The P2C project seeks to investigate how ammonia can be produced on the basis of renewable electricity instead of the CO2-intensive production processes that exist today.

A first breakthrough within this project was achieved in the fall of 2020, when researchers at KU Leuven and the University of Antwerp discovered an alternative, innovative and CO2-free production method for ammonia, based on plasma technology. More information about this breakthrough.

Project Details

Project type: cSBO in MOT3 Electrification & Radical Process Transformation
Approved on: 12/12/2019
Start date: 01/01/2020 (expected duration of 18 months)
Budget: €697.555



Energy-Efficient Ammonia Production from Air and Water Using Electrocatalysts with Limited Faradaic Efficiency
Lander Hollevoet, Michiel De Ras, Maarten Roeffaers, Johan Hofkens, Johan A. Martens
ACS Energy Lett. 2020, 5, 4, 1124-1127 – DOI: 10.1021/acsenergylett.0c00455

Ammonia is an industrial large-volume chemical. It is used in fertilizers and many chemical products and materials, and it pops up as a candidate green energy vector. Today, the industrial production of ammonia is dominated by the Haber–Bosch process departing from natural gas or other fossil fuels. This process is responsible for about 1.6% of global man-made CO2 emissions.

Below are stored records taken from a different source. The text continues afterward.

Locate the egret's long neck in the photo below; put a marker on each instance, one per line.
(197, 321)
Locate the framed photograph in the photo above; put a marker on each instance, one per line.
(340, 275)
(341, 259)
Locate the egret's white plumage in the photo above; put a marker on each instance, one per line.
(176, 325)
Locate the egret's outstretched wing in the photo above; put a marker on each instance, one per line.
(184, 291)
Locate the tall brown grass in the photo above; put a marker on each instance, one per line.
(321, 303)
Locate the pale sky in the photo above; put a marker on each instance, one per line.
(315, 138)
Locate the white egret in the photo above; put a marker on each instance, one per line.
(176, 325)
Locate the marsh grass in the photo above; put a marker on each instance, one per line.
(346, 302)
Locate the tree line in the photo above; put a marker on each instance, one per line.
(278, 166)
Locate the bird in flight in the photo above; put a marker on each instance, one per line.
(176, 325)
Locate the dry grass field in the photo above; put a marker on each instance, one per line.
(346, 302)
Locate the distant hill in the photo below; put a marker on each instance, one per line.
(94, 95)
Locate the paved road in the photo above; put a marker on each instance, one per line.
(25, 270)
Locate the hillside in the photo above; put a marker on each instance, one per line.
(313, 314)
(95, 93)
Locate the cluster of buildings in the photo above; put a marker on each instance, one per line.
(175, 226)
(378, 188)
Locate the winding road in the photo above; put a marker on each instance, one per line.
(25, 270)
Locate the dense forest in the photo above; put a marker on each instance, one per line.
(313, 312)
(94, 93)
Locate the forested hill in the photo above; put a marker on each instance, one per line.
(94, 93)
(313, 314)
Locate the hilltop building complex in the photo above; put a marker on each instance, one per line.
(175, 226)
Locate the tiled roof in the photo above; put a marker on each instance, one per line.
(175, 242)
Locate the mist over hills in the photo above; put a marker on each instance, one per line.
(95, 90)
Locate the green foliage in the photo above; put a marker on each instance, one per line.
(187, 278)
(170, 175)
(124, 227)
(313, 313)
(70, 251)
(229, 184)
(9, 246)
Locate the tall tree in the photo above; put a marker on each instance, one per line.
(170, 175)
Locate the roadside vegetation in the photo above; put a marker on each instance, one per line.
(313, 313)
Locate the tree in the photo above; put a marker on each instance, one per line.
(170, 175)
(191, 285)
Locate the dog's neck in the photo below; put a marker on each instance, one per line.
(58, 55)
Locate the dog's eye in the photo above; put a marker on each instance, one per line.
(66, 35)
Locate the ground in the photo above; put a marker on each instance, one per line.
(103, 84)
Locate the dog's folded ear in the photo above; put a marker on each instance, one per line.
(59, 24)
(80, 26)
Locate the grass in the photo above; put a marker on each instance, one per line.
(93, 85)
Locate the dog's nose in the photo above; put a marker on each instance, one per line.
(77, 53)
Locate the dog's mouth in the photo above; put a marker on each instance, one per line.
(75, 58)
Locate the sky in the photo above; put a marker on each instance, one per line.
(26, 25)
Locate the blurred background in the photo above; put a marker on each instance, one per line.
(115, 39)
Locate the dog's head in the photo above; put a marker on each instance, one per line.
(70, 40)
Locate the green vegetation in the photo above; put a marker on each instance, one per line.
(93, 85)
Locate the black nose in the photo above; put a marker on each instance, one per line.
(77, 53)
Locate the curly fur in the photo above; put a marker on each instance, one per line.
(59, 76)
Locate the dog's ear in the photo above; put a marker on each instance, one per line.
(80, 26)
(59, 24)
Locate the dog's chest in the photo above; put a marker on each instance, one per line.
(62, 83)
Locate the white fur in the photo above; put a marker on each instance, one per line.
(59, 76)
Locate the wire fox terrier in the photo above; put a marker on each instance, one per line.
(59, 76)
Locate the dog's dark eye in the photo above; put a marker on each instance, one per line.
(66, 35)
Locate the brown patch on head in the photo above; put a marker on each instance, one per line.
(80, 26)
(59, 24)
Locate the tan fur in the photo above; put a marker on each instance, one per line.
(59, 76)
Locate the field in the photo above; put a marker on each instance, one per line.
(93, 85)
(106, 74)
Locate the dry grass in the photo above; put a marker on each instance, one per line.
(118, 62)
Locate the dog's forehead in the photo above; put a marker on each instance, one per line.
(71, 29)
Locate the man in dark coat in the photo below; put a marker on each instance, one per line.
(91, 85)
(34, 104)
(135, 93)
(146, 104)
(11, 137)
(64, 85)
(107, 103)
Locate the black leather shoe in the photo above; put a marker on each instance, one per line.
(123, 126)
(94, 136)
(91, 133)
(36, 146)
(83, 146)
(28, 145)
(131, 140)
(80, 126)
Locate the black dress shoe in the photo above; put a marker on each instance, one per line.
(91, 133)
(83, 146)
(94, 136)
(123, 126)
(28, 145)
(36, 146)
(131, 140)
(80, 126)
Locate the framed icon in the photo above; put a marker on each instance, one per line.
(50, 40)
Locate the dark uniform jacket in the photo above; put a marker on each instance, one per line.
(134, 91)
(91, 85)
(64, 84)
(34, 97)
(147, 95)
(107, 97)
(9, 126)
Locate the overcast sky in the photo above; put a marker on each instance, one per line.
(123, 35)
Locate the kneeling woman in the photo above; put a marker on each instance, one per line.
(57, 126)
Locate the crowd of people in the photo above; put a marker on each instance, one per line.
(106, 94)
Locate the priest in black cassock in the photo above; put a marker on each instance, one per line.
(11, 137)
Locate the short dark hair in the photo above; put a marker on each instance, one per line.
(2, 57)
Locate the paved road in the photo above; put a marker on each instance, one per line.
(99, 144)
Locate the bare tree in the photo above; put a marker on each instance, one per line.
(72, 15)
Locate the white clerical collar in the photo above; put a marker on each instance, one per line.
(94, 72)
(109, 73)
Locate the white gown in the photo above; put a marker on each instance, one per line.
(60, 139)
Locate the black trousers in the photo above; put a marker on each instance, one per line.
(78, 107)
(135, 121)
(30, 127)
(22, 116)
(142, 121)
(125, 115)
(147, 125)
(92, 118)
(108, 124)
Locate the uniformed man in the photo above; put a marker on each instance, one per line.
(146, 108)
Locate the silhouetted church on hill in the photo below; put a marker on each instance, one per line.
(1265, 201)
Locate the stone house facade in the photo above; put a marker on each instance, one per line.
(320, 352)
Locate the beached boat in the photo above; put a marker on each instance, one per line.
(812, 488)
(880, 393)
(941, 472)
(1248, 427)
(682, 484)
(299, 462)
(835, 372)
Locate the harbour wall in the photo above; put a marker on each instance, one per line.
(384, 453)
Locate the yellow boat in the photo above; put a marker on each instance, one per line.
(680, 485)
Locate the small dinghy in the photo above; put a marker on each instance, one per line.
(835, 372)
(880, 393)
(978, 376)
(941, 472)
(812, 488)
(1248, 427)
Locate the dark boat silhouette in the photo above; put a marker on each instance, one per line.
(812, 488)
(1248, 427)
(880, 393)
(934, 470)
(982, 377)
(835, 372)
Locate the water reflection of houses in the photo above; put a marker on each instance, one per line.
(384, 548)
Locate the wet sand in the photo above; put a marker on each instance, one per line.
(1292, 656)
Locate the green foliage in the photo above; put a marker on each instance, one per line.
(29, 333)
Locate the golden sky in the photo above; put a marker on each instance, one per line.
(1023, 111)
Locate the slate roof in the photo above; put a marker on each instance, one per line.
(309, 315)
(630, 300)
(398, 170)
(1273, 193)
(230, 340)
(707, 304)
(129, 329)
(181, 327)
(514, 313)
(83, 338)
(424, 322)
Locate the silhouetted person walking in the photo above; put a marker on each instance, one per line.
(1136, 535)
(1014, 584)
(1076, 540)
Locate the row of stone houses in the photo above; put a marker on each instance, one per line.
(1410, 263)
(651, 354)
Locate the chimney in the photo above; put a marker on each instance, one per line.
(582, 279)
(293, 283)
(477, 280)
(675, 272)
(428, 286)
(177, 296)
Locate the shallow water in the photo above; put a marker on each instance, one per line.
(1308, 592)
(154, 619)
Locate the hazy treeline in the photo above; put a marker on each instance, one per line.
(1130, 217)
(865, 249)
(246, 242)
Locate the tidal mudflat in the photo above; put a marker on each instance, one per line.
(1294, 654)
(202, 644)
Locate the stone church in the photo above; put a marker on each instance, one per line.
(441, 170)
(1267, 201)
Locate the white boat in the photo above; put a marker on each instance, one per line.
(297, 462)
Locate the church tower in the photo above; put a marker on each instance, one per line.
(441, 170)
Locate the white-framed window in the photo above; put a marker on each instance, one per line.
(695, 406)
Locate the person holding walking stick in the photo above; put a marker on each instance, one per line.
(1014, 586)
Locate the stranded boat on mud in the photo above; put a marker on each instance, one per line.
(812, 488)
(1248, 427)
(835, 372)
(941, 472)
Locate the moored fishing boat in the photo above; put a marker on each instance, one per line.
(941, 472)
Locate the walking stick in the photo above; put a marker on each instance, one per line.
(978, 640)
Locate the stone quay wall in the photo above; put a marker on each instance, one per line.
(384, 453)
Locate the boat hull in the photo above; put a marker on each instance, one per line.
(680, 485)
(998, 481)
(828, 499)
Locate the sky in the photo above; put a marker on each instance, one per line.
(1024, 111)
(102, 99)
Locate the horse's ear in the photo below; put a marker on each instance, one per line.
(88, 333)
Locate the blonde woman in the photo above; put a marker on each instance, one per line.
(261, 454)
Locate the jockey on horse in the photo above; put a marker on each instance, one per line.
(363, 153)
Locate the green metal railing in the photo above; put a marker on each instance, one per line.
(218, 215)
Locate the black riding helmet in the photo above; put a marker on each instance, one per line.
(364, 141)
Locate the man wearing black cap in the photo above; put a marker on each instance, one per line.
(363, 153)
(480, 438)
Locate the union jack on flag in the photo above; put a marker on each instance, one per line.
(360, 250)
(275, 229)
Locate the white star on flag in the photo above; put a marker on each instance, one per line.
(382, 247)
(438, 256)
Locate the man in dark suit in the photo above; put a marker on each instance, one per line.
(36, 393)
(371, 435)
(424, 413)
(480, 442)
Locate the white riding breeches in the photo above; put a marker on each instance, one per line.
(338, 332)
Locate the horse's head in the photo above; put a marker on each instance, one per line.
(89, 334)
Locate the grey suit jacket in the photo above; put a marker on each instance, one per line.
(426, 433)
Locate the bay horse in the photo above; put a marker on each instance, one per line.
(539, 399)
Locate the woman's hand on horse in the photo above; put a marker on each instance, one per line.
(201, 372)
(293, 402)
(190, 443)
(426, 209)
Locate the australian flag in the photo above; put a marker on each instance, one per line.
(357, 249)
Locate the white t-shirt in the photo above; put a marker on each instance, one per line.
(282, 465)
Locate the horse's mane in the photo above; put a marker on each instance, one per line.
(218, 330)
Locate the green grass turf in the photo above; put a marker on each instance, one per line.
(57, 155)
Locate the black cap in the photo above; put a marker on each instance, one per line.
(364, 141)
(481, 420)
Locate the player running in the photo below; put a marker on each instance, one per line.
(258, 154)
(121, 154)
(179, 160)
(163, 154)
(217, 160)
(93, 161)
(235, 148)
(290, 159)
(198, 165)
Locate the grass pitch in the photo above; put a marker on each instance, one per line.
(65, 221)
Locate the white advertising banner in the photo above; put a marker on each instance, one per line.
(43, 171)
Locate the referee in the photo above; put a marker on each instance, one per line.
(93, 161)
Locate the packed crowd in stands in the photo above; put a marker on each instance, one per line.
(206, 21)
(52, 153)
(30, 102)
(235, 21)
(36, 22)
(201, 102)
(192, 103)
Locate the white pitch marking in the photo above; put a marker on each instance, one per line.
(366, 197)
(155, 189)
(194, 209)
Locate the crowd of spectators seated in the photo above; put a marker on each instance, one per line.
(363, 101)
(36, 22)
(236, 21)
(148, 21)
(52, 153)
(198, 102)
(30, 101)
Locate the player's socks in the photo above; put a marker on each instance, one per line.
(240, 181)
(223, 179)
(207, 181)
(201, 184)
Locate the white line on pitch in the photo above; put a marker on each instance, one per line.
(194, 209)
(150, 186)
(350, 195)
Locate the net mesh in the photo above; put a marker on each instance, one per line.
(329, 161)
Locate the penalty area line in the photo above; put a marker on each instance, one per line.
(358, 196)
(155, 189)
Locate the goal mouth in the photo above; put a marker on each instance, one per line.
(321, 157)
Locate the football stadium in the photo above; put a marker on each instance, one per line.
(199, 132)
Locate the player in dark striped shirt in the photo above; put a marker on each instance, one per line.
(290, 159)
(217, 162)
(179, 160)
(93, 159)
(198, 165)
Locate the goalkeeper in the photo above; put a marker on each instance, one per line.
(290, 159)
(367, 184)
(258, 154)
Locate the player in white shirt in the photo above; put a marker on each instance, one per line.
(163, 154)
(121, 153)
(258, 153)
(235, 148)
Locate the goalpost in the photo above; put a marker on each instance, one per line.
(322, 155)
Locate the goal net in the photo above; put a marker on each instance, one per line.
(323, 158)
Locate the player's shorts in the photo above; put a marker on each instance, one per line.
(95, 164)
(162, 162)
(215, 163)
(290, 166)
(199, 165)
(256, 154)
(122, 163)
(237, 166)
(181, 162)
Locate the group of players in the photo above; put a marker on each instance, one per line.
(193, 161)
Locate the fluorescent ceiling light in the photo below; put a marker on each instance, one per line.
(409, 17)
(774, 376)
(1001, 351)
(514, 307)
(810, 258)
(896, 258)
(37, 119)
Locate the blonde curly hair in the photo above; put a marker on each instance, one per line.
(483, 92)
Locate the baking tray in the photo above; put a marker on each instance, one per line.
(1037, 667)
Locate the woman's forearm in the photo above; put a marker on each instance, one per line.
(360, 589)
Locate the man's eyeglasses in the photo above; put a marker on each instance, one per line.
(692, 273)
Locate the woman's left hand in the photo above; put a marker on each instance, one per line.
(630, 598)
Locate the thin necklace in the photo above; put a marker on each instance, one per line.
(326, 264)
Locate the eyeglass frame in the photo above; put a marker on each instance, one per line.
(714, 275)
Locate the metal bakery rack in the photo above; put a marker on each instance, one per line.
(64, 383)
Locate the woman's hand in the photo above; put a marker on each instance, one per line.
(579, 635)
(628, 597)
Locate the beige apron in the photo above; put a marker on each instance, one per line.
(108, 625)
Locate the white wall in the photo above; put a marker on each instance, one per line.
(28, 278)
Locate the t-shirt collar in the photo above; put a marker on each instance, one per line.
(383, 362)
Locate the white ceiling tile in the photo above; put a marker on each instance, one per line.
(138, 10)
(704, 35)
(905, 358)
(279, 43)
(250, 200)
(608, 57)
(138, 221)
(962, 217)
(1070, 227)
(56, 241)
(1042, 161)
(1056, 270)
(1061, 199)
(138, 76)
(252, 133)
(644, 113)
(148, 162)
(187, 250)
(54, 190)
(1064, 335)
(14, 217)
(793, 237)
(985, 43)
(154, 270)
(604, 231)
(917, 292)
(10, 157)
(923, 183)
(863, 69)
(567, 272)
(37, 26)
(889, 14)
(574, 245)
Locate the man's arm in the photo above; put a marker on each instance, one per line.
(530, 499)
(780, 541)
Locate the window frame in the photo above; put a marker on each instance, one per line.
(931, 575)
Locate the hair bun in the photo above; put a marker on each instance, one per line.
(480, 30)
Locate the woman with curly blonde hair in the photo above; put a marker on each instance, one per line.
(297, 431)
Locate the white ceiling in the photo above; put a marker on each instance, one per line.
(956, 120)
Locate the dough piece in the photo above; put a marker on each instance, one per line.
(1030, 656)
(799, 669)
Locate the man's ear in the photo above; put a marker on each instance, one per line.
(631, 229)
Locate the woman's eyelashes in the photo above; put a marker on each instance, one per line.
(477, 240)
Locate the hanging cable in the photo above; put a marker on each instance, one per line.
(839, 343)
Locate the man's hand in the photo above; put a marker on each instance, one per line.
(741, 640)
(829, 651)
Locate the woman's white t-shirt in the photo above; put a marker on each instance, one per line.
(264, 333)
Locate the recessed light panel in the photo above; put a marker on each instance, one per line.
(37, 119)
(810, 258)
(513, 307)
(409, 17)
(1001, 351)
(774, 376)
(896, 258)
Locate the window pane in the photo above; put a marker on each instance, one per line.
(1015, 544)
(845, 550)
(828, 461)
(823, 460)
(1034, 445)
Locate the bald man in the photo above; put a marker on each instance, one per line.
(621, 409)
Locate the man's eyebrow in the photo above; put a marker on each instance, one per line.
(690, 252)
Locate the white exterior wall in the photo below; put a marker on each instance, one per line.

Electrochemical ammonia production is a promising alternative, only using water, wind and solar energy without intrinsic CO2 emissions. Yet, electrochemical ammonia production is currently characterized by limited selectivity, losing lots of energy to the production of hydrogen gas as a byproduct. Over the last few years, electrocatalysts with steadily increasing Faradaic efficiency are being reported, but there seems to be a trade-off between ammonia selectivity and catalytic activity.

The new SECAM process (Solar ElectroChemical AMonnia synthesis) enables energy-efficient ammonia production, using electrocatalysts with a limited selectivity of 30%. This is possible because the process uses the fluctuating energy availability associated with renewable energy sources like wind and solar energy. During periods of high energy availability, the process converts water and air into ammonia, with hydrogen gas as a byproduct. During periods of more limited energy availability, the process converts air and the previously produced excess hydrogen byproduct into ammonia, with a much lower energy cost. This technology makes it possible to produce green ammonia with an overall energy efficiency similar to that of the Haber–Bosch process, but without intrinsic CO2 emissions.

The full publication can be accessed for free at https://pubs.acs.org/doi/full/10.1021/acsenergylett.0c00455.

A new route towards green ammonia synthesis through plasma‐driven nitrogen oxidation and catalytic reduction
Lander Hollevoet , Fatme Jardali , Yury Gorbanev , James Creel, Annemie Bogaerts, Johan A Martens
Angewandte Chemie, 2020 – DOI: 10.1002/anie.202011676

Ammonia is an industrial large volume chemical, with its main application in fertilizer production. It also attracts increasing attention as a green energy vector. Over the past century, ammonia production has been dominated by the Haber‐Bosch process, in which a mixture of nitrogen and hydrogen gas is converted to ammonia at high temperatures and pressures. Haber‐Bosch processes with natural gas as source of hydrogen are responsible for a significant share of the global CO2 emissions. Processes involving plasma are currently investigated as an alternative for decentralized ammonia production powered by renewable energy sources. In this work, we present the PNOCRA process (Plasma Nitrogen Oxidation and Catalytic Reduction to Ammonia), combining plasma‐assisted nitrogen oxidation and Lean NOx Trap technology, adopted from diesel engine exhaust gas aftertreatment technology. PNOCRA achieves an energy requirement of 4.6 MJ/mol NH3, which is an over 4‐fold energy reduction compared to the state‐of‐the‐art plasma‐enabled ammonia synthesis from N2 and H2 with reasonable yield (>1%).